A journey in self-discovery about me... about life...about what it means to be... what it means to be happy... and what it means to be alive. Are we really living our lives? Come and explore - reality awaits.

30 September 2005

Kuch Kuch Hota Hai

Sometimes I wonder why certain people have such an impact on my life. Of course, there are those, whose importance and impact is very easy to explain. In fact, it's but natural to think that the things they say or do would make a significant difference in my life...

But then there are certain others. People who for an inexplicable reason or perhaps reason unknown to us... just make such a difference to our day that we almost wonder if there isn't some magical pull or power in their souls that just makes us naturally react positively (or negatively) to their actions, their words, or even their mere presence.

Sometimes, people who have this impact on me are miles away from me. Far far away.. Yet at times, just by thinking of them, or what they might be doing on a given day, just sends my heart fluttering and skipping a beat. These people may not be those who I've interacted with on a regular basis or people I've been close friends with or anything like that. Yet there's just something so mesmerising, almost magnetic about their personality that just makes my heart smile.

The mere thought of them makes my heart smile.

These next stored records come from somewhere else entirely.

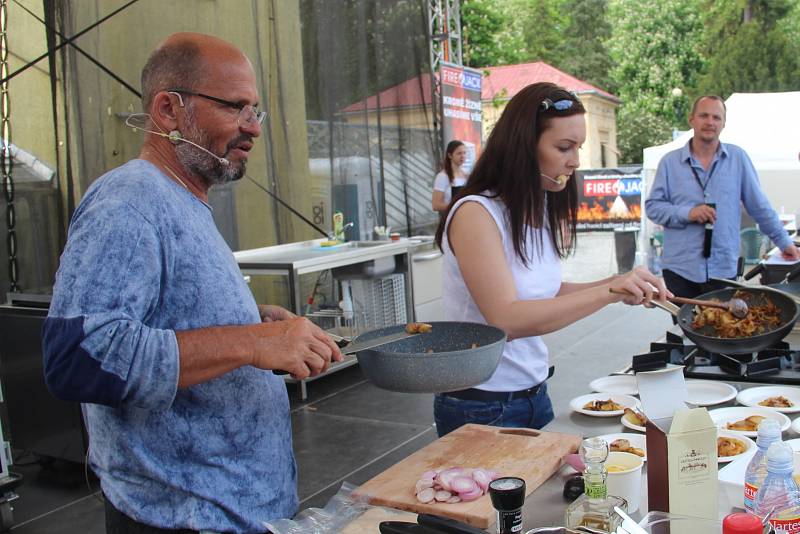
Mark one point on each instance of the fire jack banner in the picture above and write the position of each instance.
(461, 107)
(609, 199)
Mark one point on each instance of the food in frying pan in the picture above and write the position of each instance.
(602, 406)
(730, 447)
(776, 402)
(418, 328)
(623, 445)
(749, 424)
(635, 418)
(760, 318)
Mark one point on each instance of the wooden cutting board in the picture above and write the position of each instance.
(532, 455)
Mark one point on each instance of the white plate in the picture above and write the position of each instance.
(636, 440)
(626, 401)
(622, 384)
(632, 426)
(722, 416)
(734, 435)
(752, 396)
(709, 392)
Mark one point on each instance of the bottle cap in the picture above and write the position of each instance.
(507, 493)
(740, 523)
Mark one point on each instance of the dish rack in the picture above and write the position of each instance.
(378, 301)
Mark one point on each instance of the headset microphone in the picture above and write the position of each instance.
(174, 137)
(561, 179)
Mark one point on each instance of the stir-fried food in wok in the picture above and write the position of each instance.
(418, 328)
(761, 317)
(603, 406)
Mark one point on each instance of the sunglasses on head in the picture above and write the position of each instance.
(558, 105)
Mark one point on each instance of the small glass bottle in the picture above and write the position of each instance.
(595, 508)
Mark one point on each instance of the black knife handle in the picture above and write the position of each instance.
(447, 525)
(793, 273)
(402, 527)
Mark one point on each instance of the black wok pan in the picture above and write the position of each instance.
(705, 337)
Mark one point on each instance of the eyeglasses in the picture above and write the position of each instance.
(558, 105)
(248, 115)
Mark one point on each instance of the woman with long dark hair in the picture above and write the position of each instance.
(452, 177)
(502, 241)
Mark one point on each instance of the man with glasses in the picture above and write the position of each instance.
(696, 197)
(153, 329)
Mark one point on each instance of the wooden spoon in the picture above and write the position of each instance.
(737, 307)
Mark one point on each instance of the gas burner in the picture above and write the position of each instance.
(776, 365)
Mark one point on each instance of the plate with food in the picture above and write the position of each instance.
(616, 384)
(603, 404)
(731, 445)
(708, 392)
(745, 420)
(627, 442)
(785, 399)
(634, 419)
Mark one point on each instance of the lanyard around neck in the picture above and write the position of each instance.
(694, 171)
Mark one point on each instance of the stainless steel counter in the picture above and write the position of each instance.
(295, 259)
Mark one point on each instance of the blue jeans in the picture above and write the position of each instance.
(535, 411)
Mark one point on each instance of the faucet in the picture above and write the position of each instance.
(340, 235)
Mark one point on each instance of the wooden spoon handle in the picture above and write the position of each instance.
(697, 302)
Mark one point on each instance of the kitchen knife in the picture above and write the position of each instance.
(352, 348)
(447, 525)
(358, 346)
(402, 527)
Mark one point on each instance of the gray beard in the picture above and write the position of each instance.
(201, 163)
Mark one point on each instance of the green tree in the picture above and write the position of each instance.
(655, 48)
(488, 35)
(752, 47)
(541, 25)
(585, 54)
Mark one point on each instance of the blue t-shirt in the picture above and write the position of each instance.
(730, 182)
(144, 259)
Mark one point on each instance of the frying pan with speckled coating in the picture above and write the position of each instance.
(434, 362)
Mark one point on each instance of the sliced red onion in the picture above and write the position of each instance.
(442, 495)
(463, 485)
(427, 495)
(471, 495)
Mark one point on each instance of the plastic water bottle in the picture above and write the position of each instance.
(779, 493)
(769, 431)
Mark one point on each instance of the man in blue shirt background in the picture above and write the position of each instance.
(153, 329)
(697, 196)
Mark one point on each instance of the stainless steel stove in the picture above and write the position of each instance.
(779, 364)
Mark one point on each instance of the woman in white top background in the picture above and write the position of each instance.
(503, 240)
(451, 178)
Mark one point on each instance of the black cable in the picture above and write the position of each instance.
(79, 49)
(65, 43)
(288, 207)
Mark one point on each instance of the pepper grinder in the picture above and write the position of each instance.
(508, 496)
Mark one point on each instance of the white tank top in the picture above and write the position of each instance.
(524, 362)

To know that there are people who can do that to me. . . kuchh kuchh hota hai... (a little something happens [to me])...

28 September 2005

A child's poetry

Ek arsa hogayaa hai
Kuchh baatein kehni thi aapse
Aap toh bhuul hi gaye
Lekin aap humse hain aur hum aapse

Aap toh yuhin chodkar chalegaye
Sochaa nahin kis haal mein honge bin aapke
Par khudaah ki rehmat samjhoon
Aap humse hain toh hain hum aapse

Aap ke pyaar ne rakha hai yaadon ko taazaa
Kuchh meethi baatein kuchh alfaaz hain aapke
Jab sochti hoon toh guzartaa hai din
Bas ek baat kehni thi aapse: ke aap humaare hain aur hum aapke

Who am I

Am I the girl I used to be? Or have I changed? If I've changed, have I adapted into a mould imposed upon me by society or social strictures? Or those people who I surround myself with?

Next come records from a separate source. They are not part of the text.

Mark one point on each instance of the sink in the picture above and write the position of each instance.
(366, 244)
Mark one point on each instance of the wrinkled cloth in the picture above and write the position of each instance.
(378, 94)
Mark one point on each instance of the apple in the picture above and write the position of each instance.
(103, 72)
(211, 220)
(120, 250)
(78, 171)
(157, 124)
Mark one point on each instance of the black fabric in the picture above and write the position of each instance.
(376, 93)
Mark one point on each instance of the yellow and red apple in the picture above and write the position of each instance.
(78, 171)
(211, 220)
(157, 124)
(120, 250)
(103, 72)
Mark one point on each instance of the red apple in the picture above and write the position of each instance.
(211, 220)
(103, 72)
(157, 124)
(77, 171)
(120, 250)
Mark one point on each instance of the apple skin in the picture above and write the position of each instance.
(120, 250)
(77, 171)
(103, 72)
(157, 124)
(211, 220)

Or would you say that ultimately, each person has a choice as to who s/he wishes to be. And therefore, by default, whoever I am today, is who I want to be?

I would never dream of relinquishing control over my personality and the essence of who I am to external factors beyond my realm. However, it does seem to be that there are forces at work which result in me operating somewhat differently than I may choose.

But that's not to say that I've lost myself is it? Am I not just gradually adapting myself to my surroundings and circumstances? Is it a compromise on my personality? Have I really succumbed to the external forces delimiting me?

But I do not see them as limitations. Rather, I see them as avenues for growth. And so I continue to grow, hopefully tending towards the goals which I have set for myself.

But alas, I'm back to where I began. Then who am I if I am in constant metamorphosis? I am the change.

I am nothing but a process.

27 September 2005

Still Soldiering On

For those who know me, you will know that my absence from my blog has not been a circumstance that I would have permitted had the circumstances been within my control.... but alas, after having been homeless for the last three and a half months, I aM sooooo Glad to say that I'm finally HOME!!!!!!!!!!!!!!!!!!!!!!!!!!!!!!!!!!!!

And I finnalllyyyyyyy have access to the net on a regular basis!!!! And so I'm shifting status from commentator-back-to-blogger!!!!!